How to Query ALB Access Logs with Amazon Athena for Incident Triage

The Scenario

When your ALB is throwing 502s at 2:47 AM and CloudWatch tells you nothing useful, the answers are already sitting in S3 — the challenge is getting to them fast enough to matter. This is a situation I’ve been in more than once. Production service, elevated target response times on the CloudWatch graph, no obvious root cause from the metrics side. The ALB logs Athena query path is what changed how we handle these incidents.
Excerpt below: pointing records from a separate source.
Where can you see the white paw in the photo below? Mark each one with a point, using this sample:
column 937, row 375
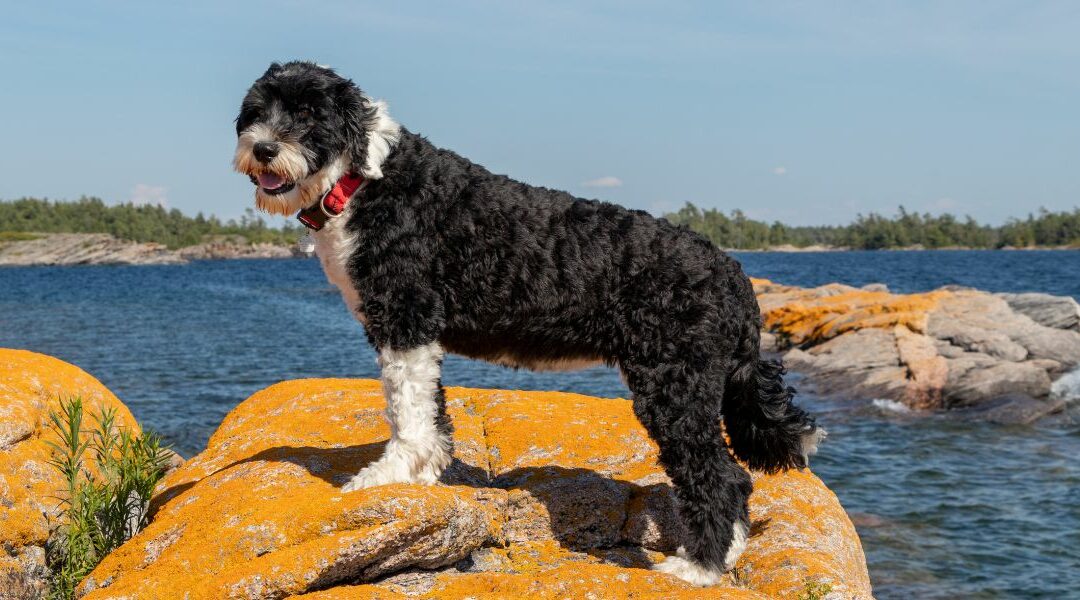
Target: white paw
column 379, row 473
column 689, row 571
column 738, row 544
Here’s the setup that triggers this: ALB access logging is already enabled and files are landing in s3://your-bucket/alb-logs/AWSLogs/<account-id>/elasticloadbalancing/<region>/. But those files are gzip-compressed, named with timestamps, and spread across hundreds of prefixes. Trying to grep through them over SSH — even with zcat and parallel — burns 30-45 minutes you don’t have at 3 AM. The on-call engineer ends up either escalating blind or waiting for a metrics anomaly that may never come.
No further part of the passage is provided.